Re: C++ Frequently Questioned Answers

From:

Yossi Kreinin <yossi.kreinin@gmail.com>

Newsgroups:

comp.lang.c++.moderated

Date:

Sat, 10 Nov 2007 16:36:13 CST

Message-ID:

<1194687542.610667.52280@d55g2000hsg.googlegroups.com>

On Nov 7, 12:38 am, Alex Shulgin <alex.shul...@gmail.com> wrote:

Sorry, I haven't stated my point clear enough: there are cases where
designing an interface is harder (or is of comparable complexity) than
providing implementation, and from my experience they are the most
common cases. Of course, there are simple cases where it is not true
and your FQA shows some of them.

The FQA mentions examples like face recognition and file systems
implementing an existing (and typically quite small and clear) system
call API. These cases are not at all "simple" in terms of
implementation.

As to real world example: suppose you need to design an abstract class
(or class hierarchy) to provide a file system API. I'd expect
concrete methods to be easier to implement since they would be most
probably unrelated to each other (or related only weakly), whereas the
interface(s) are sort of a bigger picture issue--you have to think
thoroughly how things interact and influence each other in order to
design it properly. Add the need to support various different real
world file systems (FAT, ext2, NTFS, etc.) plus yet-to-be-known
systems and the high costs of later changes and you'll see the result.

You're talking about wrapper code: a class library working on top of
existing file systems and providing a uniform interface to them. It's
not an easy task, but arguably /implementing/ a file system (ext2,
NTFS, etc.) well at the system level is much harder. The FQA refers
to /this/ example when it talks about the interface of
write(fd,base,size) being much simpler than the implementation.

I think that lots and lots of cases where the interface is the hard
part are in fact cases of "middle management" code, which propagates
calls and computes nothing (sometimes people really need such code,
frequently they don't though and only do it for syntactic sugar). Of
course there are other cases where the interface is hard as well, I
just think that the opposite case is frequently overlooked by people
with aptitude in "programming linguistics".

Please stop. I hope you are aware we are talking about undefined
behaviour here? If it's all about complaining C++ is too low level
("unmanaged") then I do not see you point--isn't this anyone would
expect?

Sorry if my example was overly verbose, and yes, this is what people
with even basic knowledge of the subject would expect. What I was
trying to do is to explain the exact phrase "every pointer can be used
to modify every object", and to show what undefined behavior is
normally defined to in real implementations.

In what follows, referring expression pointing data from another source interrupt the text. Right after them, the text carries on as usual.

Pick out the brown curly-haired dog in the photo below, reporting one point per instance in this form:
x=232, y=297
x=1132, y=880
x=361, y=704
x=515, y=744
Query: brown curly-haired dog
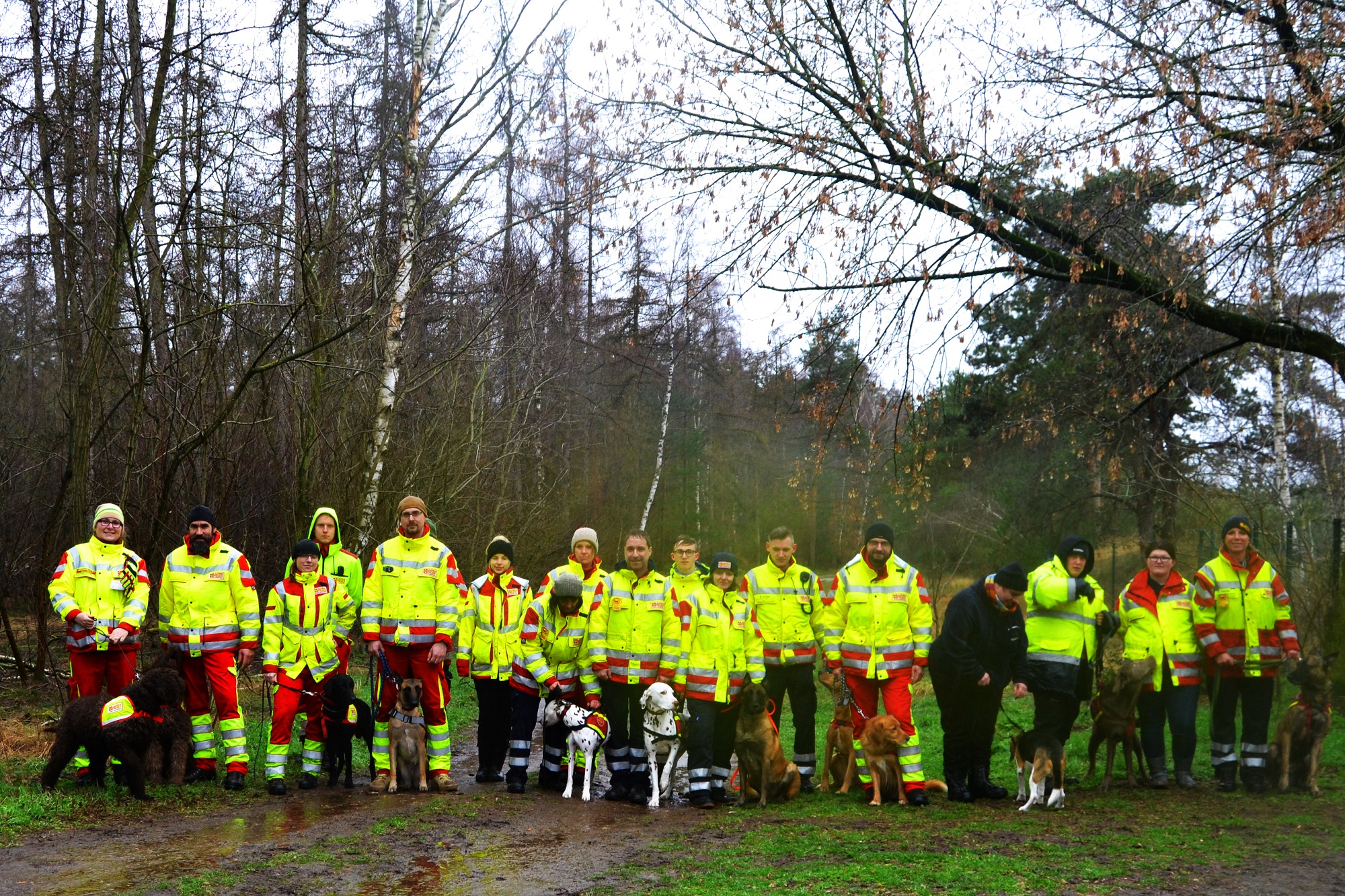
x=127, y=739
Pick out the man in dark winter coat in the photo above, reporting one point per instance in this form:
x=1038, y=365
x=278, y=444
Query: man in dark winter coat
x=981, y=647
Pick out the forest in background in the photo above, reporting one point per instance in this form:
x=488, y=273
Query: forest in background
x=416, y=255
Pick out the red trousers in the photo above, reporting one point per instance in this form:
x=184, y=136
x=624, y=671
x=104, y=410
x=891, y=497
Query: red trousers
x=93, y=670
x=896, y=698
x=215, y=674
x=414, y=662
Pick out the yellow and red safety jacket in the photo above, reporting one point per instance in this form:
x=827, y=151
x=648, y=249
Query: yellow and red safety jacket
x=634, y=631
x=209, y=603
x=412, y=592
x=787, y=614
x=714, y=659
x=880, y=620
x=107, y=581
x=306, y=615
x=1161, y=626
x=1243, y=610
x=490, y=622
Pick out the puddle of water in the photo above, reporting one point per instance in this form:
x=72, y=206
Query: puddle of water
x=185, y=848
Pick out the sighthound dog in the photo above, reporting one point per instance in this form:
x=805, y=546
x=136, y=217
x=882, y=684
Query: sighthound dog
x=840, y=735
x=123, y=727
x=1039, y=754
x=1116, y=719
x=346, y=717
x=407, y=739
x=587, y=732
x=1305, y=724
x=662, y=736
x=762, y=767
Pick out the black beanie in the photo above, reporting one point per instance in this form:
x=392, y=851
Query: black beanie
x=501, y=545
x=880, y=530
x=306, y=548
x=724, y=560
x=1013, y=577
x=201, y=513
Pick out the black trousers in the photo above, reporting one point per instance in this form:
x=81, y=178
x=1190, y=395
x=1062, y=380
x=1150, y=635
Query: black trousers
x=1055, y=712
x=523, y=724
x=1175, y=704
x=798, y=682
x=968, y=713
x=709, y=743
x=626, y=756
x=494, y=710
x=1257, y=694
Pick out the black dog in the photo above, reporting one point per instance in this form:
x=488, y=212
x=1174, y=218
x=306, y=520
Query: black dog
x=348, y=717
x=126, y=735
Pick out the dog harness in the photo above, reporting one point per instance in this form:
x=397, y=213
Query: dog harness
x=1308, y=712
x=120, y=709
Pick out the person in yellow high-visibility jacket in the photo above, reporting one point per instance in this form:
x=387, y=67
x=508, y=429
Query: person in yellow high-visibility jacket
x=210, y=616
x=309, y=616
x=884, y=624
x=489, y=627
x=711, y=671
x=634, y=641
x=102, y=589
x=786, y=611
x=412, y=594
x=1246, y=627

I'm not saying anything here that's supposed to be new to many people;
my original phrase in the FQA was a response to the FAQ answer about "C
++ helping with the trade-off of safety vs usability".

In theory, a program that does things like out-of-bounds access is
malformed, so we don't care about it; in practice, /all/ software
shipped to customers or otherwise released to the world is malformed
(think about browsers and operating systems; everything I saw in this
department crashed and had security holes). And you have to debug the
problems, which is much, much easier when a program halts upon the
first violation of language rules compared to the case when it keeps
running and reading/modifying the wrong data, covers its traces by
deleting the objects involved in the error and possibly never crashes.

Yep. But in practice, crashes are not the only bugs that creep into
shipped programs and you have to debug them too.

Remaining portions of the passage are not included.